Skip to content

check_observe_extends_observations

yohou.testing.forecaster.check_observe_extends_observations(forecaster, y_train, y_observe, X_actual_train=None, X_actual_observe=None, X_future=None, X_forecast=None)

Check observe() extends observation buffers correctly.

Parameters

Name Type Description Default
forecaster BaseForecaster

Fitted forecaster instance

required
y_train DataFrame

Original training data

required
y_observe DataFrame

New data for update

required
X_actual_train DataFrame

Features for training

None
X_actual_observe DataFrame

Features for update

None

Raises

Type Description
AssertionError

If observation buffers are not extended correctly

Source Code

Show/Hide source
def check_observe_extends_observations(
    forecaster,
    y_train: pl.DataFrame,
    y_observe: pl.DataFrame,
    X_actual_train: pl.DataFrame | None = None,
    X_actual_observe: pl.DataFrame | None = None,
    X_future: pl.DataFrame | None = None,
    X_forecast: pl.DataFrame | None = None,
) -> None:
    """Check observe() extends observation buffers correctly.

    Parameters
    ----------
    forecaster : BaseForecaster
        Fitted forecaster instance
    y_train : pl.DataFrame
        Original training data
    y_observe : pl.DataFrame
        New data for update
    X_actual_train : pl.DataFrame, optional
        Features for training
    X_actual_observe : pl.DataFrame, optional
        Features for update

    Raises
    ------
    AssertionError
        If observation buffers are not extended correctly

    """
    # Store original buffer length
    original_observed_time = forecaster.observed_time_

    # Handle both panel (dict) and non-panel (DataFrame or scalar) data
    if forecaster._y_observed is not None:
        if isinstance(forecaster._y_observed, dict):
            # Panel data: observed_time_ is a dict
            # Check the first group as a representative
            first_group = next(iter(forecaster._y_observed.keys()))
            first_group_y = forecaster._y_observed[first_group]
            # _y_observed[group] can be None when observation_horizon == 0
            if first_group_y is not None:
                original_y_observed_last_time = first_group_y["time"][-1]
                assert original_observed_time[first_group] == original_y_observed_last_time, (
                    "observed_time_ should match last time in _y_observed before observe()"
                )
        else:
            # Non-panel data: observed_time_ is a scalar
            original_y_observed_last_time = forecaster._y_observed["time"][-1]
            assert original_observed_time == original_y_observed_last_time, (
                "observed_time_ should match last time in _y_observed before observe()"
            )

    if forecaster._X_t_observed is not None:
        if isinstance(forecaster._X_t_observed, dict):
            # Panel data
            first_group = next(iter(forecaster._X_t_observed.keys()))
            if forecaster._X_t_observed[first_group] is not None:
                original_X_t_observed_last_time = forecaster._X_t_observed[first_group]["time"][-1]
                assert original_observed_time[first_group] == original_X_t_observed_last_time, (
                    "observed_time_ should match last time in _X_t_observed before observe()"
                )
        else:
            # Non-panel data
            original_X_t_observed_last_time = forecaster._X_t_observed["time"][-1]
            assert original_observed_time == original_X_t_observed_last_time, (
                "observed_time_ should match last time in _X_t_observed before observe()"
            )

    # Update with new data
    forecaster.observe(y_observe, X_actual_observe, X_future=X_future, X_forecast=X_forecast)
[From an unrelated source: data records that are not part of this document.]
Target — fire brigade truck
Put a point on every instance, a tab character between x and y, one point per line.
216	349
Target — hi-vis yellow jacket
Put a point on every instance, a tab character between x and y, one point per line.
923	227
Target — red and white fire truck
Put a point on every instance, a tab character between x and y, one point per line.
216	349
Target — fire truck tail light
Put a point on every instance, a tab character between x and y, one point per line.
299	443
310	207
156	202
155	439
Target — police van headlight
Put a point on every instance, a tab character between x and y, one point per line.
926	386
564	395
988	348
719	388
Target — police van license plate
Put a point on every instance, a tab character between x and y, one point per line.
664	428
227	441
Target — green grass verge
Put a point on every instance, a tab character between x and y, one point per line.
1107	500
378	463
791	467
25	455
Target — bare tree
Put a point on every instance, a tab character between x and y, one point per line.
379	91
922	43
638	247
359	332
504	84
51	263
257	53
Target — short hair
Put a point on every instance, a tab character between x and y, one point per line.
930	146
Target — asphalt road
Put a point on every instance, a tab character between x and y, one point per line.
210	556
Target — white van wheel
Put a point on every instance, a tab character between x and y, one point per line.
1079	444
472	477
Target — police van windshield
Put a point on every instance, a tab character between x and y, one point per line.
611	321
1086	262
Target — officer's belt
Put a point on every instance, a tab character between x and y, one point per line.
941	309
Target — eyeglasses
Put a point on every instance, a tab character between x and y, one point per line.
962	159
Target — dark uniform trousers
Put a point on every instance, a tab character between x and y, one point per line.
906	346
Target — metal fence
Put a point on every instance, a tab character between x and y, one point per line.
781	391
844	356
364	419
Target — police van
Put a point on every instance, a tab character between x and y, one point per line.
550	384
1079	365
    # Check buffers were extended
    updated_observed_time = forecaster.observed_time_

    # Handle both panel and non-panel data for comparison
    if isinstance(updated_observed_time, dict):
        # Panel data: check all groups were updated
        for group_name in updated_observed_time:
            assert updated_observed_time[group_name] >= original_observed_time[group_name], (
                f"observed_time_ for group {group_name} should be updated"
            )
    else:
        # Non-panel data
        assert updated_observed_time >= original_observed_time, (
            "observed_time_ should be updated to at least the last time in update data"
        )

    if forecaster._y_observed is not None:
        if isinstance(forecaster._y_observed, dict):
            # Panel data
            for group_name, y_obs in forecaster._y_observed.items():
                # _y_observed[group] can be None when observation_horizon == 0
                if y_obs is not None:
                    updated_y_observed_last_time = y_obs["time"][-1]
                    assert updated_y_observed_last_time == updated_observed_time[group_name], (
                        f"Last time in _y_observed['{group_name}'] should match updated observed_time_"
                    )
        else:
            # Non-panel data
            updated_y_observed_last_time = forecaster._y_observed["time"][-1]
            assert updated_y_observed_last_time == updated_observed_time, (
                "Last time in _y_observed should match updated observed_time_ after observe()"
            )

    if forecaster._X_t_observed is not None:
        if isinstance(forecaster._X_t_observed, dict):
            # Panel data
            for group_name, X_t_obs in forecaster._X_t_observed.items():
                if X_t_obs is not None:
                    updated_X_t_observed_last_time = X_t_obs["time"][-1]
                    assert updated_X_t_observed_last_time == updated_observed_time[group_name], (
                        f"Last time in _X_t_observed['{group_name}'] should match updated observed_time_"
                    )
        else:
            # Non-panel data
            updated_X_t_observed_last_time = forecaster._X_t_observed["time"][-1]
            assert updated_X_t_observed_last_time == updated_observed_time, (
                "Last time in _X_t_observed should match updated observed_time_ after observe()"
            )